Why Slower PSA Grading Means You Need More Capital
The hidden cost of long PSA turnaround times.
The point of this post is to explain why slowdowns in PSA grading times (and eBay authentication times) require resale businesses to invest more capital to generate the same revenue and profit. It will also explore the nature of an inventory-based business in general, which I find quite interesting.
How Inventory-Based Businesses Work
Inventory businesses require investment upfront to build inventory. They also can be cash flow negative even when profits are positive, assuming that the company is growing and using cash flow to increase their inventory.
A healthy inventory-based business needs to constantly generate more inventory to continue making profit. Take a car company for instance. If Toyota stopped making cars tomorrow, do you think they would make profit 2 years later? The answer is no, probably not. They would run out of cars to sell.
Similarly, in a resell business, you need to constantly be buying inventory if you want consistent profitability. Everything you sell needs to be replaced. We buy new inventory every single day. This is the most important work that I do on a daily basis for my business.
Why Grading Turnaround Times Matter
Specifically for a card grading business like ours, inventory takes time to purchase, grade, and sell. When this process is faster, we can make more money with the same investment. When this process slows down, we make less money with the same amount of investment (or more accurately, we need to invest more in the business).
Let’s look at the lifecycle of inventory, along with our turnaround times for the last few months of 2025. Note that it was faster earlier in the year, but PSA falling behind in the second half of 2025 impacted this a lot.
Turnaround times:
Delivery: 1-2 weeks
Pregrade: 1 week
PSA Grade: 2-4 months
Shipping to Vault: 2 weeks
Selling: 1 week
If you add this up, you’ll see our average inventory turnaround time is about 3-5 months. We’ll say it’s four months on average. Let’s think about how this changes how much inventory we need to hold as this number changes.
A Simple Example
Let’s say we bought $10,000 of inventory every month, and we sold each card exactly four months after purchasing. We would end up with $40,000 in inventory. For four months, we would buy inventory without selling anything.
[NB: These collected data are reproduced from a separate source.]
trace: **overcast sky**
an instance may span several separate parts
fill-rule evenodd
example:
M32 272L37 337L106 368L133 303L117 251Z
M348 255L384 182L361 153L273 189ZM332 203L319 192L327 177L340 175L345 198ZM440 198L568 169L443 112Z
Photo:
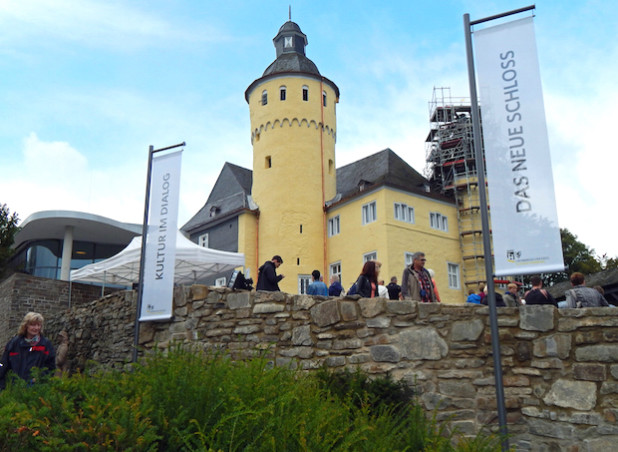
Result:
M423 172L433 88L469 97L463 14L529 4L0 0L0 204L140 223L148 146L185 141L183 225L252 166L244 92L289 5L341 91L337 166L391 148ZM535 29L560 227L618 256L618 2L539 0Z

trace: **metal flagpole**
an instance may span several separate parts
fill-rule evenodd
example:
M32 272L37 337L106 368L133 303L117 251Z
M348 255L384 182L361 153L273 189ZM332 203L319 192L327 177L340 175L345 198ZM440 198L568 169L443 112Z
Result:
M508 13L498 14L495 16L487 17L485 19L476 20L470 22L470 15L464 14L464 31L466 35L466 55L468 60L468 82L470 84L470 103L471 103L471 115L472 115L472 131L474 135L474 159L476 161L476 171L479 186L479 196L481 203L481 225L483 228L483 250L485 260L485 277L487 279L487 297L489 305L489 319L491 328L491 348L494 362L494 378L496 384L496 402L498 408L498 422L500 423L500 433L503 435L502 450L507 451L509 449L508 430L506 426L506 409L504 403L504 385L502 382L502 360L500 353L500 337L498 330L498 312L496 310L496 291L493 278L493 260L491 253L491 239L489 232L489 214L487 208L487 191L485 183L485 160L483 155L482 141L481 141L481 116L479 111L478 97L476 91L476 74L474 71L474 55L472 50L472 30L471 25L487 22L490 20L498 19L501 17L509 16L512 14L521 13L534 9L533 6L520 8L518 10L510 11Z
M162 149L154 149L153 146L148 147L148 171L146 174L146 199L144 201L144 222L142 223L142 249L139 259L139 281L137 285L137 306L135 310L135 326L133 334L133 362L137 362L137 348L139 346L139 317L142 312L142 297L144 296L144 258L146 256L146 239L148 236L148 214L150 207L150 183L152 178L152 159L156 152L167 151L177 147L185 146L183 141L174 146L168 146ZM174 231L174 233L176 233Z

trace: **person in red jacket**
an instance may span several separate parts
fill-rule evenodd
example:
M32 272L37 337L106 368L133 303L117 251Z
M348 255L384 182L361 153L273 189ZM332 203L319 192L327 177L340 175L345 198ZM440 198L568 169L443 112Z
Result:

Then starting at month five, we would begin selling at the same rate at which we are buying, and total inventory would remain constant.
If turnaround times increased to 5 months, the same thing would happen, but for the same consistent $10,000 of monthly sales, we would need $50,000 of inventory.
This is exactly what happened to our business in the second half of 2025. PSA turnaround times slowed down, causing us to invest more into inventory without any real improvements in business results.
Market Volatility
Another thing on turnaround times, specifically with cards. While we wait for cards to be graded (and go through the rest of the process), card values can go up or down. Cards are highly volatile and can move around for a variety of reasons, including injuries, player performance, or just general market sentiment.
One of the most interesting examples is Pokémon in 2025. From June to September, everything we bought increased in value. From September to December, this trend reversed and everything we bought decreased in value.
The most important part of our model is being disciplined and using expected value to make decisions. We do not predict market volatility, but we don’t try to avoid it either. Instead we try to be market-neutral, meaning that we don’t know if the market will go up or down. Instead, we view price movements as a random variable that averages out to zero over time. As a result, as long as our buy prices are good and the math works on average, short-term volatility is part of the model.
Service Levels and Turnaround Times
Different service levels have different turnaround times. Higher service levels are great for speeding this up (although sometimes they are still very slow), but they’re also more expensive. From a cost perspective, the higher service levels really only make sense for higher value cards.
While turnaround times can be very hard to predict, there are some patterns that are useful to know.
When markets rise, more cards become profitable to grade, more cards get submitted, and PSA slows down (but with a lag). When markets are falling, cards become less profitable to grade, people submit less stuff, and PSA speeds up (but with a lag).
In mid-2025, PSA reached all-time highs in grading volume due to the TCG boom, mainly from Pokémon card values soaring. Now, with these values normalizing and coming down, I think we will see PSA’s grading value start coming down a bit (although this has not happened yet).
As a result, you need to be prepared for a large range of outcomes when you submit to PSA. Additionally, if you’re running a grading business, you either need to be willing to slow down buying when PSA slows down, or able to invest extra capital.